Point to rails's secret key base instead of directly to creds

[morinap]

Summary

Fixes #165

This PR changes Cloudtasker's secret key base discovery to align with Rails’ public API: when no explicit Cloudtasker secret is configured, Cloudtasker now falls back to Rails.application.secret_key_base (the canonical Rails accessor) instead of Rails.application.credentials.secret_key_base. The change reduces surprising/undocumented behavior for apps that provide the secret via ENV['SECRET_KEY_BASE'] or other Rails-supported fallbacks.

Breaking changes

IMPORTANT — possible verification/signing mismatch for already-queued jobs:

Prior to this change, Cloudtasker could (in some deployments) use the encrypted credentials secret (Rails.application.credentials.secret_key_base) as the fallback. After this change Cloudtasker will use Rails.application.secret_key_base instead.

If a deployment previously relied on the credentials-based secret but Rails.application.secret_key_base resolves to a different value (for example, the value is set via ENV and not duplicated into credentials), signatures on already-queued tasks may no longer verify after upgrading. That may lead to task verification failures and rejected tasks.

Therefore this is effectively a potentially breaking change for environments that have differing values between Rails.application.credentials.secret_key_base and Rails.application.secret_key_base.

Migration / Upgrade guidance

To avoid breaking queued jobs, follow one of this approach before or during the upgrade:

Configure Cloudtasker explicitly to the same secret that was used to sign existing queued jobs. In an initializer:

Cloudtasker.configure do |config|
  # Set this to the secret that was used to sign currently queued tasks
  config.secret_key_base = ENV['PREVIOUS_CLOUDTASKER_SECRET'] || Rails.application.credentials.secret_key_base
end

This makes behavior explicit and avoids any change in signing/verification across the upgrade.

[alachaum]

Hi @morinap ,

Thanks for submitting this PR. That's a very valid point from a Rails API perspective 👍

Now it's going to be a real pain to make a change like this without backward compatibility. It's barely impossible to tell your app to stop enqueuing jobs, process the existing load, deploy with the new secret, and resume job enqueuing and processing.

So it's a good opportunity to introduce a feature I've wanted for some time: config.secret should support an array of values in addition to a string.

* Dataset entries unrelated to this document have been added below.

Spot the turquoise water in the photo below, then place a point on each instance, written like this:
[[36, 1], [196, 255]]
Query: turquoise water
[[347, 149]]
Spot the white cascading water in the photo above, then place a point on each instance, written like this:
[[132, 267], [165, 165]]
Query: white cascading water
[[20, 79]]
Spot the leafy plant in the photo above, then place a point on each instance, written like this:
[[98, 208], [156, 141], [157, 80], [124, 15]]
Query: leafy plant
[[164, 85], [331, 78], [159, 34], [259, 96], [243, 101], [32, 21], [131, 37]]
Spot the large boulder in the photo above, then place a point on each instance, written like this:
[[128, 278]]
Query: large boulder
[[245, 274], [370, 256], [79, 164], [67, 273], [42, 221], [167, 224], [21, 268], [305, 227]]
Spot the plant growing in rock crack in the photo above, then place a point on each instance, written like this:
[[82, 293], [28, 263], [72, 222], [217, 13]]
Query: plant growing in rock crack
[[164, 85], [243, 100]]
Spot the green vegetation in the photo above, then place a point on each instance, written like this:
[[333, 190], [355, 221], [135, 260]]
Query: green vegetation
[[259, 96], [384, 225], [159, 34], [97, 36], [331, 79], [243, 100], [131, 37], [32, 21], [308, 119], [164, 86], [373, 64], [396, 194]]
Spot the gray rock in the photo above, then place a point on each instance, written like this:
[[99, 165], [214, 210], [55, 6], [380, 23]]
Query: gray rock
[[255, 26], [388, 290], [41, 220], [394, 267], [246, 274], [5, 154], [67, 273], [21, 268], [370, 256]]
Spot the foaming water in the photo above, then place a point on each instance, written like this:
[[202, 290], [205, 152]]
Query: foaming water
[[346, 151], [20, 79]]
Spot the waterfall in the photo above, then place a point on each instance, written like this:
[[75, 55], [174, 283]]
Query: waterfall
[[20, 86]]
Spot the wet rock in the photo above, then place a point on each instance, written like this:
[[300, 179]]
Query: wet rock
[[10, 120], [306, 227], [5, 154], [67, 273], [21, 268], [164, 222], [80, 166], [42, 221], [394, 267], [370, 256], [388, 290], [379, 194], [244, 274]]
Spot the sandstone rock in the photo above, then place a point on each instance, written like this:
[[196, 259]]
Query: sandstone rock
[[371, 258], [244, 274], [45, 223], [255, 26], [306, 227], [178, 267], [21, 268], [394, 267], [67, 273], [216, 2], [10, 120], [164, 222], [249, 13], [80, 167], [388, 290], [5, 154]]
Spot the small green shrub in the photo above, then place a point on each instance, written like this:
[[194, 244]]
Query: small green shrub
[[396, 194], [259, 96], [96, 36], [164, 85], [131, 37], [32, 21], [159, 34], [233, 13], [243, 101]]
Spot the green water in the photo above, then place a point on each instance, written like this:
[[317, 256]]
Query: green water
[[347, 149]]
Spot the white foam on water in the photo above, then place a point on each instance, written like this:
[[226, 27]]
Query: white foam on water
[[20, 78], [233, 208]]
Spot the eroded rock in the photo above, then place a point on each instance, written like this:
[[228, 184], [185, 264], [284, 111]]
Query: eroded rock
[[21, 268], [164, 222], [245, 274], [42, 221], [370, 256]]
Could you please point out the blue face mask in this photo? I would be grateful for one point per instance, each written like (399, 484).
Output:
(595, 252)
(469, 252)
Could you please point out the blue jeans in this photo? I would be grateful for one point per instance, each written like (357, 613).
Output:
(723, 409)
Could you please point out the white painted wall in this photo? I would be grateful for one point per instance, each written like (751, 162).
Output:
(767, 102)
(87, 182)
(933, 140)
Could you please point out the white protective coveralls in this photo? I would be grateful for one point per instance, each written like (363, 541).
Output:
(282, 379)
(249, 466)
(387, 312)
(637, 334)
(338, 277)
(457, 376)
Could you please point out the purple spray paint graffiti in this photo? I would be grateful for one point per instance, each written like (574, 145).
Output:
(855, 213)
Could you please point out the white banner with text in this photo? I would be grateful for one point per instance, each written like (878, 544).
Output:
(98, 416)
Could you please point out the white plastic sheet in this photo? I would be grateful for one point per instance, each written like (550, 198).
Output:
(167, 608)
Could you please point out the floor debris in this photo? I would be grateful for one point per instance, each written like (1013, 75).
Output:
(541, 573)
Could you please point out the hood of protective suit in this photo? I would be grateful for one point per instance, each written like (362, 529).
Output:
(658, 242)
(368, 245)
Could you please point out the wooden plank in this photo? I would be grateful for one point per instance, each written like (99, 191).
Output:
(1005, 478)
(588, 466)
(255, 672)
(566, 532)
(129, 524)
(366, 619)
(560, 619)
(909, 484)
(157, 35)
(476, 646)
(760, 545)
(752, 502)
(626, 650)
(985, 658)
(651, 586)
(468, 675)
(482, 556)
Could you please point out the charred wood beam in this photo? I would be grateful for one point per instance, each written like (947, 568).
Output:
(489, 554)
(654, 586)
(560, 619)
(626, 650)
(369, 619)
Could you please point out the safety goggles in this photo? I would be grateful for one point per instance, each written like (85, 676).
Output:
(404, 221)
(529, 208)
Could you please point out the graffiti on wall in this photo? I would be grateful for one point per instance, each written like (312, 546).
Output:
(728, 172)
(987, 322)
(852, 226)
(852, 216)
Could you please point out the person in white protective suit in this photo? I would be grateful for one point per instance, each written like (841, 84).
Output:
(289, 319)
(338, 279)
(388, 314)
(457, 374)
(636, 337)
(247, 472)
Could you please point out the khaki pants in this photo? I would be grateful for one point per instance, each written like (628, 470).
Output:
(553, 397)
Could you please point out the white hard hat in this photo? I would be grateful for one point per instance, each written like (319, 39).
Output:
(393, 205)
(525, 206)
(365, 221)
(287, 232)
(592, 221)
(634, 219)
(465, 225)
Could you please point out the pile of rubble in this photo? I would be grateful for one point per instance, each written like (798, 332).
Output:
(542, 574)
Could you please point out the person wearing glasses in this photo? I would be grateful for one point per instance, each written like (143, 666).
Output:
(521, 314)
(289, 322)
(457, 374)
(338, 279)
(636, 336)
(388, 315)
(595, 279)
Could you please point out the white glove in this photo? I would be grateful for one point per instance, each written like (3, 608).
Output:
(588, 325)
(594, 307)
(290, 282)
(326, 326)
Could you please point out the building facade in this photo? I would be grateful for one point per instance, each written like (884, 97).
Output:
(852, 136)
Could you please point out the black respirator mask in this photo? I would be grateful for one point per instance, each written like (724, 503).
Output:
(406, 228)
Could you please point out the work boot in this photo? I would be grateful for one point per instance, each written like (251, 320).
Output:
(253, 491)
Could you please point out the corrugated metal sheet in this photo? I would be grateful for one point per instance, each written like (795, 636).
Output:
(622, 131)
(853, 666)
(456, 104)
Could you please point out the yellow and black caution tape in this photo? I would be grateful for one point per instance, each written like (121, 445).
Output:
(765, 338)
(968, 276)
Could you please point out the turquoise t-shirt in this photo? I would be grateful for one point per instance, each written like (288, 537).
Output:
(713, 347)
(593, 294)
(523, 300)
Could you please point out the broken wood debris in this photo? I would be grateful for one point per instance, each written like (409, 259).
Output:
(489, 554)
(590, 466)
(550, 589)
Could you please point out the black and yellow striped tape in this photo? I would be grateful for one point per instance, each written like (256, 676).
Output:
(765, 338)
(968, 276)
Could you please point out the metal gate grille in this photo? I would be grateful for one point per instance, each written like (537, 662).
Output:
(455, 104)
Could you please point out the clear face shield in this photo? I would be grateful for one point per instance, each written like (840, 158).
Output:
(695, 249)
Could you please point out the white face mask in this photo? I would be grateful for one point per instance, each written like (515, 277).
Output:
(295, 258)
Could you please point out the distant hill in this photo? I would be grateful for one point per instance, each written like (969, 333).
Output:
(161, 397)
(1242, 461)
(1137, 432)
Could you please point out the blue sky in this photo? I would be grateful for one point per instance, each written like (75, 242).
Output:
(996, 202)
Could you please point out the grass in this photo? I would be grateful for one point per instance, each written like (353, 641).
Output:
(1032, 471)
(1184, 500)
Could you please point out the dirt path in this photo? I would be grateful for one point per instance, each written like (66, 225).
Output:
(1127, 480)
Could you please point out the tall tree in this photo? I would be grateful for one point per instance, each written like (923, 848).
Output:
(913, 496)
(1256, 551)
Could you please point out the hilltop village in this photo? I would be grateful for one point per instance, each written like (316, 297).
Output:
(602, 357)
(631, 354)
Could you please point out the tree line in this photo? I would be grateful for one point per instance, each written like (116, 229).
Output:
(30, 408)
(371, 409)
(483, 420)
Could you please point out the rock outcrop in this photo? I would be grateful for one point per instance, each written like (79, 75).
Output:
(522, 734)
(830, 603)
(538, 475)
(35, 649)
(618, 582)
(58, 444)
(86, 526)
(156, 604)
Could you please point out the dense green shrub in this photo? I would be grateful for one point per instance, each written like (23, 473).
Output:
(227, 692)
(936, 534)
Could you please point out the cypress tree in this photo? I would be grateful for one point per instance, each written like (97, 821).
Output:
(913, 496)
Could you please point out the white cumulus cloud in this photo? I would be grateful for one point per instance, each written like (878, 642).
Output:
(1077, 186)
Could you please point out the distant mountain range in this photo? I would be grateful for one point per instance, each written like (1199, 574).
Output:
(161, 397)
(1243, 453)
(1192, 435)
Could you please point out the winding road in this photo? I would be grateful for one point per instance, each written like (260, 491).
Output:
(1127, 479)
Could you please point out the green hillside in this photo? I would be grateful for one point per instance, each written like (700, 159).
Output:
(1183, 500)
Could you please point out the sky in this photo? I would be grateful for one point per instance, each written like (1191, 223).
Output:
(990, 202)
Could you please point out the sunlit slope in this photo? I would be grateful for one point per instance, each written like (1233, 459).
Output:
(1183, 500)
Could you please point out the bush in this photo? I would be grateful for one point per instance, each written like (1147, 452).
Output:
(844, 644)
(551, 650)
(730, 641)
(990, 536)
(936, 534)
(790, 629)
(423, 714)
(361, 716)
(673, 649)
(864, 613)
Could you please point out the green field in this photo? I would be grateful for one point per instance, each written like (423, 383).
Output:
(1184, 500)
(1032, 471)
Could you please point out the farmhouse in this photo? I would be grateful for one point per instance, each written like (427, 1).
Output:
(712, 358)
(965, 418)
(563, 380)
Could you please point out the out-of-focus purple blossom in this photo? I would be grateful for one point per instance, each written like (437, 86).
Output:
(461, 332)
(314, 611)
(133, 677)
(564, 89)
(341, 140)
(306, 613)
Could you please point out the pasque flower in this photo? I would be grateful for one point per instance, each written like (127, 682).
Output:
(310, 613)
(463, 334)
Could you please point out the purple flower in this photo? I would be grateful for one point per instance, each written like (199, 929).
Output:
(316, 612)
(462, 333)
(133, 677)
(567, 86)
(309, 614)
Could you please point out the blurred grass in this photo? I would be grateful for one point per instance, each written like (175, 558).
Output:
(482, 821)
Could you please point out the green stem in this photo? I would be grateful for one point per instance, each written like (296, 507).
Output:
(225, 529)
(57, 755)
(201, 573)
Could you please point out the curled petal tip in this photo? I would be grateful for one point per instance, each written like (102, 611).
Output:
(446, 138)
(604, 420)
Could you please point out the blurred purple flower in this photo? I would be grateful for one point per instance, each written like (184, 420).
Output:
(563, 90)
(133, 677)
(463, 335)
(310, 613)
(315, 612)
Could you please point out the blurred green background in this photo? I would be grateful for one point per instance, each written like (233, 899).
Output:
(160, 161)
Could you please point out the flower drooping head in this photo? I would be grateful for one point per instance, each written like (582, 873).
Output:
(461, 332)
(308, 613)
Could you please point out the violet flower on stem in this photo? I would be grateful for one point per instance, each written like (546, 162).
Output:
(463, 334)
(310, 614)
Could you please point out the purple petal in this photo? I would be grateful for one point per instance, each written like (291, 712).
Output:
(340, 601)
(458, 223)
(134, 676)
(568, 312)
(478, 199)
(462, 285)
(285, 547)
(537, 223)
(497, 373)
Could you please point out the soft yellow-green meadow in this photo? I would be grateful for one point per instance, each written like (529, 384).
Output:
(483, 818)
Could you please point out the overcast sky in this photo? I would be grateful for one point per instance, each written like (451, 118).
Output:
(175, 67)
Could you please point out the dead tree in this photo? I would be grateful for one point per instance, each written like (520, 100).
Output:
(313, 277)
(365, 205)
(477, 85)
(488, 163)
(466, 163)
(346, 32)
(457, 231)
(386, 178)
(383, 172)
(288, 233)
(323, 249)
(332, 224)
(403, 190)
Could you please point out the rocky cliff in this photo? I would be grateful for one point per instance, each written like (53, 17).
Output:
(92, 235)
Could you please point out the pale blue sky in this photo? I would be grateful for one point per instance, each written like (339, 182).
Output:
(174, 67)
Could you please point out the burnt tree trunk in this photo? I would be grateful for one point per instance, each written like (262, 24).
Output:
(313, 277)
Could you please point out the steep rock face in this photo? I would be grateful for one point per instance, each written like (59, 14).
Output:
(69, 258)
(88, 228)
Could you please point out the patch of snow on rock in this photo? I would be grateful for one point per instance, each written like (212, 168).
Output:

By default, it can be set to [Rails.application.secret_key_base, Rails.application.credentials.secret_key_base].

The first value will be used for new jobs. The other values can be used as a fallback for existing jobs.

The biggest benefit of supporting an array for config.secret is the ability to rotate credentials. This is an area where Cloudtasker is lacking and needs to improve.

If you feel like tackling this project, feel free to do so. Otherwise, it's probably the next thing I'll do once v0.15 is out.